I frowned. “What night?”
“The nor’easter our sophomore year. My old man dropped me off at the docks and went back out into the storm, not giving a shit that I didn’t have a way home. I don’t know how you knew where I was, but you showed up wearing that ridiculous yellow raincoat you claimed was ironic, yelling at me to get in the fucking car.”
The memory dropped into place, sharp and clear.
I’d been eighteen, living in the studio apartment above my parents’ garage, working odd jobs while I tried to figure out what I wanted to be when I grew up. My friend Marcy had been hooking up with one of the guys who worked at the marina, and she’d seen Cade’s dad practically toss him off his boat. Since she knew Cade and my brother hung out a lot, she’d called me.
I’d grabbed my keys and some dry clothes, no questions asked.
The wind was howling, flinging sheets of icy rain against the windshield of my shitty little Honda Civic as I drove across town. Even now, I could still feel the sting against my face as I’d stepped out of my car.

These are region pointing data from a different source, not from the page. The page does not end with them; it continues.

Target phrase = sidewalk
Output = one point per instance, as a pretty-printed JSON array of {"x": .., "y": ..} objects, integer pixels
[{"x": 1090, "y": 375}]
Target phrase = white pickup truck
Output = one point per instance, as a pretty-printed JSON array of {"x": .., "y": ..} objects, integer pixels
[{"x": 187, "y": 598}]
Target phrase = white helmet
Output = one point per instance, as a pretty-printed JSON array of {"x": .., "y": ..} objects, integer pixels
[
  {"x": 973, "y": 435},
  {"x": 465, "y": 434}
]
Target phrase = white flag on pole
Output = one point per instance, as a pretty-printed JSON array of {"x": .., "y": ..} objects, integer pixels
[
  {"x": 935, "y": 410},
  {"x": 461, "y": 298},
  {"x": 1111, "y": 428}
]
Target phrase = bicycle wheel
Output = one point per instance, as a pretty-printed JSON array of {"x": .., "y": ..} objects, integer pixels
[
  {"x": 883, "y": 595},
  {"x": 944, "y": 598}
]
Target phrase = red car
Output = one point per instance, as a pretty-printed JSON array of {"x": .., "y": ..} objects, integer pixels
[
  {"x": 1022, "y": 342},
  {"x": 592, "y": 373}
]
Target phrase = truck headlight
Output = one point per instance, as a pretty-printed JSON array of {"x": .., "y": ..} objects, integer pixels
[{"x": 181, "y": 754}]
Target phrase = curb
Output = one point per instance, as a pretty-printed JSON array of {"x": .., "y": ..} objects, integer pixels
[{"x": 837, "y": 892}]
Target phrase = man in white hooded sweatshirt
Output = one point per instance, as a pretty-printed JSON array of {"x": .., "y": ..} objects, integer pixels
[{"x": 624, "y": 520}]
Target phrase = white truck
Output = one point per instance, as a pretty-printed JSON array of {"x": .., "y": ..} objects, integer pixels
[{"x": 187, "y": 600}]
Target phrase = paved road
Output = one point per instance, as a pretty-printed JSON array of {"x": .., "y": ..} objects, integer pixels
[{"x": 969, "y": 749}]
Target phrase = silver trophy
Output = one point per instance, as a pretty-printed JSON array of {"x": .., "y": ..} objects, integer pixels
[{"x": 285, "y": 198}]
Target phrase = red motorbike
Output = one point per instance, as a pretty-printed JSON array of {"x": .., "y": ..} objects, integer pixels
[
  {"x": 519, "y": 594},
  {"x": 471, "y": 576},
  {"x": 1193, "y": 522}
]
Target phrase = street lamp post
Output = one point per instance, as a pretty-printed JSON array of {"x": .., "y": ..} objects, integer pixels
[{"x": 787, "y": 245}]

Cade had been standing under the cover of the bait shack’s overhang, soaked to the bone in a thin hoodie, his hands shoved deep into his pockets, his shoulders curled in on themselves.
I’d marched straight up to him, fury snapping under my skin, and shoved a towel and a sweatshirt at his chest. “Get in the fucking car, Cade. I don’t want your death on my hands.”
He’d frozen, mouth half-open, eyes wide and unblinking.
I caught that same widening of his eyes now, that same pause in his breath—there for a heartbeat, then gone.
He shook his head, as if brushing off whatever thought had surfaced. “I started liking you before that,” he continued quietly. “But that day? That was when it stopped being just ‘my best friend’s older sister is hot’ and turned into, ‘oh, I’m in real trouble.’ You were the only person who ever seemed to give a fuck. And you looked at me like I wasn’t a screwup or a burden. Like I was … someone worth rescuing.”